Слухи о причастности к краже чинов городской полиции и лично самого Лаптева стали расползаться по всему городу. В канцелярию губернатора начинают приходить анонимки о связях Лаптева с преступным миром, покровительстве над домами терпимости, содействии при уклонении лиц от воинской повинности. Тем временем Воронков пишет о своей трагедии в редакцию санкт-петербургской газеты «Речь», которая публикует на своих страницах материал о подозрительных действиях минских сыщиков. Статья вызвала большой резонанс в столице Российской империи, и вскоре минский губернатор Эрдели получил телеграмму от министра внутренних дел Столыпина: «Что происходит в Минске? Разберитесь».
Но по результатам внутреннего расследования показания свидетелей об отсутствии городовых на постах были признаны «не соответствующими действительности», освобождение арестованных — «досадным стечением обстоятельств», а обвинение Лаптева в связях с преступным миром — «голословным и возмутительным». Губернатор согласился с таким заключением и оставил жалобу потерпевшего без последствий.
Обреченный Воронков не сдался и подал апелляцию на решение губернского правления в высшую судебную инстанцию Российской империи — Правительствующий сенат. Но ответ остается неизменным — «оставить без последствий».
Вскоре к шести годам каторги был приговорен частный сыщик Шпаковский, которого обвинили в причастности к поджогу здания нотариальной конторы. В зале суда он тщетно пытается заявить о «сфабрикованном» характере дела. Через два года Воронков распродал остатки товара и уехал из Минска в родную Вологодскую область, так и не сумев вернуть успех своему делу.
Ужас на допросе
В городе практически никто не сомневался в причастности полиции к краже из магазина, но доказать вину Лаптева не получилось. Об этой истории вновь вспомнили через два года, когда в здании по Подгорной, 7 (теперь Карла Маркса) произошла жуткая и кровавая история.

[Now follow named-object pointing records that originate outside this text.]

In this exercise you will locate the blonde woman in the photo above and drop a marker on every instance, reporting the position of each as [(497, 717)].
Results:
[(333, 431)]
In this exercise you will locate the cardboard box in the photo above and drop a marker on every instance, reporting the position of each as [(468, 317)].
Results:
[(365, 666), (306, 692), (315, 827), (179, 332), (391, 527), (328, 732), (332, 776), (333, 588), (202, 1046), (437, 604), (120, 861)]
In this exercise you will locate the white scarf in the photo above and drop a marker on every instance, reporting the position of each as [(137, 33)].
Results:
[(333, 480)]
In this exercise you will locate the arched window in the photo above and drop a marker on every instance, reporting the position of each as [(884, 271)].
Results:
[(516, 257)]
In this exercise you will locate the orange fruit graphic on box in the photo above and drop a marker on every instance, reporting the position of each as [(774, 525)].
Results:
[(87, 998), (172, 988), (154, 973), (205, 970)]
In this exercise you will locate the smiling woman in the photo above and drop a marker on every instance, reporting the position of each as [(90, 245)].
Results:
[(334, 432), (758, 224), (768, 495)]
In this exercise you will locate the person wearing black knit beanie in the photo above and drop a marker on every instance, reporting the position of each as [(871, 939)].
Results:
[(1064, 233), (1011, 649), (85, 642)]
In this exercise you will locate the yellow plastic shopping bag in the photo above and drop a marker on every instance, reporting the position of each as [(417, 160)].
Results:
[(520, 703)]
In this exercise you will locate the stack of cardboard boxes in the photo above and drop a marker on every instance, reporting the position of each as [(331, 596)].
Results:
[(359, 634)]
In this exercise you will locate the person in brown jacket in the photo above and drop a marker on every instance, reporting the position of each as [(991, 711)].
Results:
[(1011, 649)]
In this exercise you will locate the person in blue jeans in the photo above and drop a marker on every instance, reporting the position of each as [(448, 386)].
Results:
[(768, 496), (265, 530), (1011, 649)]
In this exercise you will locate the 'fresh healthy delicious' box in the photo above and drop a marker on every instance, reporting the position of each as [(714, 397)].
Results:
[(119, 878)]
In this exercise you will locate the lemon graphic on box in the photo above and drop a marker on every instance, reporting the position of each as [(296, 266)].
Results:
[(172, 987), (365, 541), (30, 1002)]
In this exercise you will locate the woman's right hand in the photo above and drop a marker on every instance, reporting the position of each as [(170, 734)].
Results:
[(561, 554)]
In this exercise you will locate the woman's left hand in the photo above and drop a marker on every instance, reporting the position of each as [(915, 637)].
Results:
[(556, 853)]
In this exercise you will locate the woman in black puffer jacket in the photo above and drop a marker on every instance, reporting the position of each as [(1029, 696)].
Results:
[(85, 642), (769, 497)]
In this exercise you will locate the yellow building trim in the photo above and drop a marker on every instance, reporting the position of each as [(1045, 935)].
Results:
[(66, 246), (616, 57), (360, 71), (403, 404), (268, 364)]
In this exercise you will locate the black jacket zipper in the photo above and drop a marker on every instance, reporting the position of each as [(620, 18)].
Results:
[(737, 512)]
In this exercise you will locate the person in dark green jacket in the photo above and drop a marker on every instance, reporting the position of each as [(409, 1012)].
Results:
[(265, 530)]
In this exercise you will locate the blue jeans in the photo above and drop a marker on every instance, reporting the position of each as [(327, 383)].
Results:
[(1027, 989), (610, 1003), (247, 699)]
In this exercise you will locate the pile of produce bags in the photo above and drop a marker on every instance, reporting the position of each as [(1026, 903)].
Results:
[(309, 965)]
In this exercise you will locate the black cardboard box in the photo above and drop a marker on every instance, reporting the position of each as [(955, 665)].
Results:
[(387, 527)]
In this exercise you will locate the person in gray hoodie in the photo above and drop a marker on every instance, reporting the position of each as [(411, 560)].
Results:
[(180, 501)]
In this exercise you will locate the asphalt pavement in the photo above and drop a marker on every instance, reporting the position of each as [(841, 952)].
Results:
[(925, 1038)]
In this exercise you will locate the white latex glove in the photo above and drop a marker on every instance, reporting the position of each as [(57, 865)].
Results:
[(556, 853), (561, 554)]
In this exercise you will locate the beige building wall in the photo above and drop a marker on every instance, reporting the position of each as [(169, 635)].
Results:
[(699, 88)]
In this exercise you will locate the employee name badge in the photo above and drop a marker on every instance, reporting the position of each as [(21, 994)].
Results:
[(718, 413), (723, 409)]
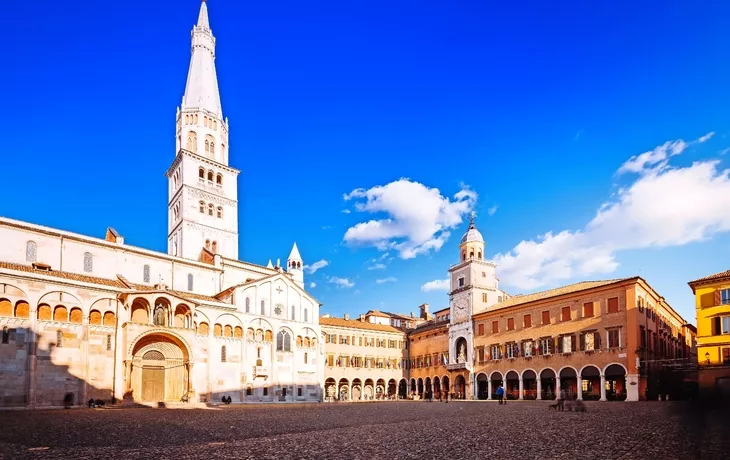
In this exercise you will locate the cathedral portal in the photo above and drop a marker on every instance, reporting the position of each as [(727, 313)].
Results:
[(159, 369)]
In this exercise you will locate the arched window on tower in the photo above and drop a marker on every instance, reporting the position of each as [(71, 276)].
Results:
[(88, 262), (30, 251)]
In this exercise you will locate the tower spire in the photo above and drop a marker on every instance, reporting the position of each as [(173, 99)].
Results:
[(201, 90)]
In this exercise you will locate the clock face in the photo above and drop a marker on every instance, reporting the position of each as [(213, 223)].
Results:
[(460, 308)]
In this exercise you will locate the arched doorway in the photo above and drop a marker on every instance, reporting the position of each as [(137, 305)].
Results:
[(615, 383), (547, 384), (356, 390), (591, 383), (403, 389), (459, 387), (436, 388), (330, 389), (159, 369), (496, 379), (569, 382), (529, 384), (482, 386)]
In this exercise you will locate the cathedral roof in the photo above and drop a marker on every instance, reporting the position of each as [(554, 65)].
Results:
[(201, 90)]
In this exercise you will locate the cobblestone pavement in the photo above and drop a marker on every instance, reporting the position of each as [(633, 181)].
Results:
[(417, 430)]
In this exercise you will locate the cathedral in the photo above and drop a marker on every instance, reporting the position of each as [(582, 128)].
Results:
[(98, 318)]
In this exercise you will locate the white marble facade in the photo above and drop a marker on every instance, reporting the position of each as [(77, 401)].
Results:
[(99, 318)]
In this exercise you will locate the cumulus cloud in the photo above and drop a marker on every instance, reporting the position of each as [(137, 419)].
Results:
[(436, 285), (416, 220), (316, 266), (340, 282), (390, 279), (664, 206)]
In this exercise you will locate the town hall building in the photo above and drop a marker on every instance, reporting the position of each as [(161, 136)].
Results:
[(99, 318)]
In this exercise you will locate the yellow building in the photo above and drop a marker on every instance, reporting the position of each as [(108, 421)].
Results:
[(712, 294)]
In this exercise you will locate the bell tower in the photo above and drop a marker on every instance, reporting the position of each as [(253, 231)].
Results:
[(203, 189)]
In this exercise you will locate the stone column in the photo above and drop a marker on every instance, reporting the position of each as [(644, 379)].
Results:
[(580, 388)]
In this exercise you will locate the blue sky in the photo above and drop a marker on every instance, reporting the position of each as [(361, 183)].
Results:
[(529, 109)]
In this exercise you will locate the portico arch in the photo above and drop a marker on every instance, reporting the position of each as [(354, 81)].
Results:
[(159, 368)]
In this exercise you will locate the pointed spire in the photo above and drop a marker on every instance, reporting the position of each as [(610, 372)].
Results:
[(203, 16), (201, 89), (294, 254)]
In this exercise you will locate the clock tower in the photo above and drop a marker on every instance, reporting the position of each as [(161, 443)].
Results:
[(474, 288)]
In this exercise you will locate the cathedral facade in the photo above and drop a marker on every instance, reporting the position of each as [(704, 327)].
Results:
[(98, 318)]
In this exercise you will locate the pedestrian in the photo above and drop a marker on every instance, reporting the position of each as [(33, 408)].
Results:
[(500, 394)]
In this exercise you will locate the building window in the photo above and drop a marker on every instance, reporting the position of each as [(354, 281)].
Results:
[(588, 309), (565, 314), (283, 341), (614, 338), (546, 317), (725, 297), (88, 262), (30, 251), (613, 305)]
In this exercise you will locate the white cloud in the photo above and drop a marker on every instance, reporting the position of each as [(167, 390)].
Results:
[(417, 221), (436, 285), (340, 282), (316, 266), (663, 207), (390, 279)]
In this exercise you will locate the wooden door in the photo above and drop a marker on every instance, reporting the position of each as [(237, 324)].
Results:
[(153, 383)]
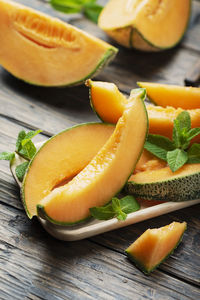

Вообще, полицию в Минске не любили и боялись. Руководство подозревали в тотальной коррупции: взятки за уклонение от ареста, за возможность открыть свой магазин или ресторан, за разрешение сделать вывески на польском языке, за открытие нелегальных публичных домов. Начальника сыскного отделения Лаптева и помощника полицмейстера Теляковского часто можно было увидеть в компании богатых минчан в роскошном кабаре «Аквариум» (теперь на этом месте фонтаны по правой стороне Дворца Республики). Там они были и в ночь на 8 мая 1910 года.
В это же время, в 2 часа ночи, полицейский надзиратель Дмитрий Нужный вызвал на допрос арестованного Сергея Шмерейчика. Задержан он был по подозрению в краже резиновых шин. Поначалу допрос шел своим обычным чередом: установление имени, места жительства, рода деятельности. Шмерейчик был простым поденным рабочим, ранее судимым и известным полиции как вор-домушник. Когда полицейский Нужный призвал арестованного сознаться в краже, то вор ответил: «Нет, господин надзиратель, не я это». Нужный опять потребовал признаться. Арестованный улыбнулся и отрицательно помотал головой.
Сыщик вскочил с места и со всего размаха ударил арестованного кулаком по лицу.
— Говори, сволочь поганая! — заорал жутким голосом Нужный.
Сыщики, находившиеся в комнате и собиравшиеся домой, остановились и стали наблюдать за происходящим.
Шмерейчик упал со стула, заливая пол кровью из разбитого носа:
— За что бьете? Я ничего не крал, видит Бог!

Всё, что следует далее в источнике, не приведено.